Era Nochebuena, el cumpleaños de Joanna Eris.
Esa noche el Ojo se adentró en la oscuridad del patio hasta llegar a la ventana del salón. Forbes estaba en el sofá, bebiendo coñac y fumando su pipa.
Joanna pasó por delante. Sujetaba su bastón y le daba vueltas.
—Yo quería ser majorette —dijo ella—. Pero no podíamos costeárnoslo. El uniforme valía cincuenta dólares. Eso quedaba muy lejos de nuestras posibilidades. —Lanzó el bastón al aire, lo recogió—. Solía practicar durante horas. Con un palo, Papá me prometía una y otra vez que, tan pronto como tuviéramos algo de dinero en el banco, todo iría bien. Pero nunca tuvimos ningún dinero y nunca salía nada bien.
Ralph dijo algo.
—Él era de todo —continuó ella—. Fontanero, camionero, empapelador. Lo que se te ocurra, barman, reparador de televisiones, jardinero, basurero, albañil. De todo y nada. Un verano —se le quebró la voz; tosió—, un verano vendió enciclopedias a domicilio. O lo intentó. No vendió ni una. —Hizo girar el bastón, se le cayó—. El peor trabajo que tuvo… ¡fue acomodador principal del Mayfair! ¡Dios! —Recogió el bastón y lo colocó en una silla—. El Mayfair era un cine en la calle Broad. Vestía un uniforme rojo con grandes botones, charreteras y capa, una capa malva, y un pequeño sombrero redondo…
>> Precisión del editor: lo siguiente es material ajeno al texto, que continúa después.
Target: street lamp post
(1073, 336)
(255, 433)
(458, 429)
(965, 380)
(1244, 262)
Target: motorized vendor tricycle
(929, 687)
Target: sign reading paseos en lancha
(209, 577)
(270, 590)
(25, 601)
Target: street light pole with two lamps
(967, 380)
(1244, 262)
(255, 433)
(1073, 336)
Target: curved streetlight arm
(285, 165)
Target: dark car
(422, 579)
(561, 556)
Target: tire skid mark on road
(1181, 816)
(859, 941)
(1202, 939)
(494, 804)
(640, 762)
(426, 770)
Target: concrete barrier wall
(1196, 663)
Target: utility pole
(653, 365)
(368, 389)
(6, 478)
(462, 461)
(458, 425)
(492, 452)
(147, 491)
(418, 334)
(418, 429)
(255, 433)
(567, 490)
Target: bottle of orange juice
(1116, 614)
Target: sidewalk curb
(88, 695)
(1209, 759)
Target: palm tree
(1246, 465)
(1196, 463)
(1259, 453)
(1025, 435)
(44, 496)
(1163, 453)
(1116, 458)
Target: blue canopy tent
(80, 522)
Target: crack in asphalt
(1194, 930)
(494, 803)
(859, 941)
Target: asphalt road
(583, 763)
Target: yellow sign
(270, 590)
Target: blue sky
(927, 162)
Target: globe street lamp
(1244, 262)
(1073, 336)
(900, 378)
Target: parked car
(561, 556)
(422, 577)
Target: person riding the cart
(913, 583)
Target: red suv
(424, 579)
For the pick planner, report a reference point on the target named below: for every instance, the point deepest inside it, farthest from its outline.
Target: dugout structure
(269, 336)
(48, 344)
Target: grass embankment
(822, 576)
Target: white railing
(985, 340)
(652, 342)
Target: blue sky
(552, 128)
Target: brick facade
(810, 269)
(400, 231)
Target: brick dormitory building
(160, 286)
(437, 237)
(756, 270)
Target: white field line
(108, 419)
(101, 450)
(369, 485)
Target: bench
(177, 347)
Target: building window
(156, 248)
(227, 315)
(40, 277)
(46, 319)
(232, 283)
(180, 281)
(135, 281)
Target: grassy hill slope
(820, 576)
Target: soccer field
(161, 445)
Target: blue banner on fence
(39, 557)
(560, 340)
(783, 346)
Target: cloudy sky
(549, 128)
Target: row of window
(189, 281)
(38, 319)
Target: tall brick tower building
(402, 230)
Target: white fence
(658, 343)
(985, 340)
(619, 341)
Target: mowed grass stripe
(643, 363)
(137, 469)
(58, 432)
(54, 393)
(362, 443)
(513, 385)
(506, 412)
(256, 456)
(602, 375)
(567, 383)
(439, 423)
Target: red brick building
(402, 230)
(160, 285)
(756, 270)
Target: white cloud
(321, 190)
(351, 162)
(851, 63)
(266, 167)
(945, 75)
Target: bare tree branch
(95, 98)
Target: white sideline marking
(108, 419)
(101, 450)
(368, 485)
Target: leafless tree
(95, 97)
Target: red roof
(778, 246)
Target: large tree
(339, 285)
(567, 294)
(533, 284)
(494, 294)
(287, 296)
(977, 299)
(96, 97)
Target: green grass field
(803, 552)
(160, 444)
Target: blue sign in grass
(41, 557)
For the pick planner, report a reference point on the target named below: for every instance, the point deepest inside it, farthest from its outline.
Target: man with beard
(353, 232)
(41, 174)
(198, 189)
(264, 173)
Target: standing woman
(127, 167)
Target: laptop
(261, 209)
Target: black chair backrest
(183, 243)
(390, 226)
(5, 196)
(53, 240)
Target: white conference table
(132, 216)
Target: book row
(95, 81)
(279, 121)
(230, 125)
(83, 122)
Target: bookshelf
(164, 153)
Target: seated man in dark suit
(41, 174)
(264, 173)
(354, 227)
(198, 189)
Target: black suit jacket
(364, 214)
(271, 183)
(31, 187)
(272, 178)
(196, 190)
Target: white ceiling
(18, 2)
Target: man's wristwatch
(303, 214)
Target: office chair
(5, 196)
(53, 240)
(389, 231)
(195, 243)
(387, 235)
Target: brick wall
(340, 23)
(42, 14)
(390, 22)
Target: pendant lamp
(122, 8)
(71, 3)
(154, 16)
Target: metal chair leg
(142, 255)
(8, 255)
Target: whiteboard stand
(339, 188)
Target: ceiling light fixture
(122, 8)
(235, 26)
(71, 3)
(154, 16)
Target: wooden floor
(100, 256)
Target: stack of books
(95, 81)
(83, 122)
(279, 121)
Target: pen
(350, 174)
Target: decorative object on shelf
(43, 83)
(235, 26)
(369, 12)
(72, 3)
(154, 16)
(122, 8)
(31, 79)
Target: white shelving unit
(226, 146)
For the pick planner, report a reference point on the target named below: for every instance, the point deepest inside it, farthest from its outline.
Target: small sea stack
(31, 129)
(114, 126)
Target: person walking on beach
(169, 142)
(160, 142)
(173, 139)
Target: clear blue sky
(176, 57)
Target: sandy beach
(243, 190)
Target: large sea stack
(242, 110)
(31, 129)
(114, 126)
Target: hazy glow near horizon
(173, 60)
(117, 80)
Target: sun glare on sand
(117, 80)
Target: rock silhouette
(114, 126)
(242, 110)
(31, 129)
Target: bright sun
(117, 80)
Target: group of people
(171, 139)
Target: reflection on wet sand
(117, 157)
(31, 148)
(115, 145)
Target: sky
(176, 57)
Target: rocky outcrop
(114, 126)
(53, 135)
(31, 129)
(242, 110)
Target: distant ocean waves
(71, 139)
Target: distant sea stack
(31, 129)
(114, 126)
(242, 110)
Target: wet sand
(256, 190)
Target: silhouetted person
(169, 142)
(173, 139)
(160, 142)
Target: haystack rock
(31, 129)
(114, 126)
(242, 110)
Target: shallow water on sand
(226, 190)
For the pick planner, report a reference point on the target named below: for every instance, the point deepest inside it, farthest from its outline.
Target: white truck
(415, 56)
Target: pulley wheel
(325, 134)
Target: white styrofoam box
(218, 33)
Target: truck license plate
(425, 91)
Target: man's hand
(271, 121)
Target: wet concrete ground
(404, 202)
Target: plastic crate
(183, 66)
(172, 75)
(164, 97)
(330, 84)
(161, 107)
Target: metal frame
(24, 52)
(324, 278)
Se acercó a la ventana. El Ojo se puso en cuclillas.
—¡Cogía las entradas en el vestíbulo, y tenía un aspecto absolutamente ridículo! Con un… un… no sé qué. —Fue hacia el Dual y lo encendió. Cogió un disco del estante—. Ya era tremendo cuando era fontanero y solía llegar a casa apestando a mierda, ¡pero ese uniforme! Todas mis amigas del colegio lo vieron, mis profesores, los vecinos.
El disco estaba sonando.
—Pero entonces, gracias a Dios, lo despidieron… como siempre. Ése fue el invierno en que murió mi madre, en septiembre. Y allí nos quedamos, nosotros dos solos. Para entonces ya no trabajaba en nada. Estábamos completamente arruinados. Septiembre. Octubre. Noviembre.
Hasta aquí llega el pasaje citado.